Conte mette una pezza qui e una là ma conferma di essere privo di un progetto generale di riforme per l’Italia ed è sempre l’uomo di villa Pamphilj che sorride a tutti e non decide niente (che fine ha fatto la discussione sull’Iva? Che ne è del piano Colao? Che si fa sul fisco, sulla scuola, sulla sanità, sulle infrastrutture?).

Il risultato è come quando suona la campanella della ricreazione, oggi niente interrogazione.

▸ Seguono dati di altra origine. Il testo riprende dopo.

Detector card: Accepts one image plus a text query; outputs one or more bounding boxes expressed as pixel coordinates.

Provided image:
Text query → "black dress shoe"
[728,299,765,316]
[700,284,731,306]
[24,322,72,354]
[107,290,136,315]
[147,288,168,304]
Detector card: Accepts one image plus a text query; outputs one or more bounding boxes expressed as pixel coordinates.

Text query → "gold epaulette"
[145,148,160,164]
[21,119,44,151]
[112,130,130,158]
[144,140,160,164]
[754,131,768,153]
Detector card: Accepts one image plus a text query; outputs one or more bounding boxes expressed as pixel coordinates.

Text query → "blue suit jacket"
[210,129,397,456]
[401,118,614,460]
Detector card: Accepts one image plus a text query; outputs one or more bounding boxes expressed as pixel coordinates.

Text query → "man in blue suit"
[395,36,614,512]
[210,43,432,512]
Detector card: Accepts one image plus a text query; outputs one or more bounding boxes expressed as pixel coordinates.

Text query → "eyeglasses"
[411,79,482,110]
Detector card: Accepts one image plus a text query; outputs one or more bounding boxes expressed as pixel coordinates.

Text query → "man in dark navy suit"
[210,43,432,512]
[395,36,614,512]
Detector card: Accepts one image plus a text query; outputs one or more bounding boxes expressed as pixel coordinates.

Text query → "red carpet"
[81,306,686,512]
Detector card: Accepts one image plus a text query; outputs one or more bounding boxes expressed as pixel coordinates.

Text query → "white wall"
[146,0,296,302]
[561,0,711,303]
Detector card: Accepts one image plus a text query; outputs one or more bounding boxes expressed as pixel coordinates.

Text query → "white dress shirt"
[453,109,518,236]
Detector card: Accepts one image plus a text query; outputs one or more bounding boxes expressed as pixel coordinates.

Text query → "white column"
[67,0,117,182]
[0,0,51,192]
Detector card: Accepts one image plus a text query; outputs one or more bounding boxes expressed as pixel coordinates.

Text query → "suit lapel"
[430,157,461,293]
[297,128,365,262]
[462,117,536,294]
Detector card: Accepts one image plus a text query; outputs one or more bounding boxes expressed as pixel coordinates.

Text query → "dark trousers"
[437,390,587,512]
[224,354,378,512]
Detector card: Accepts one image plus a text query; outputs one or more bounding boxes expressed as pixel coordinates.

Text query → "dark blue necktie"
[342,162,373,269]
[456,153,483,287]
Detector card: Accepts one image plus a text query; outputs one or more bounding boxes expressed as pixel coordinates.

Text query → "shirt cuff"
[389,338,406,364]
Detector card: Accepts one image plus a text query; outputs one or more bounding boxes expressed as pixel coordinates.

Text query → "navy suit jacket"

Fuori, il clima resta appiccicoso, molle.

Ed è proprio questa “mollezza” intrinseca di una maggioranza nella quale ognuno cerca di fregare voti all’altro, questa eterogeneità che nessun abracadabra può celare, che fa storcere il naso ai partner europei che ancora aspettano di capire quali siano le riforme strutturali che questo governo ha in mente.

Qui casca l’asino: una coalizione senza bussola come questa difficilmente risulta convincente quando si tratta di bussare a soldi. Lo vedremo la settimana prossima al Consiglio europeo, un appuntamento cruciale al quale ci presentiamo come la solita Italietta che non sta predisponendo nulla di serio per un autunno difficile come quello che si prospetta ma intanto chiede denari.

Ecco perché il problema politico di un governo che vive alla giornata resta lì, in balia degli strepiti dei populisti e dei sondaggi del lunedì. Ma quando la politica passa dalle mani del Parlamento a quelle del sondaggista Pagnoncelli vuol dire che il futuro di questa strana alleanza di governo è incerto molto più di quanto suggeriscano le sceneggiate di giubilo dei populisti.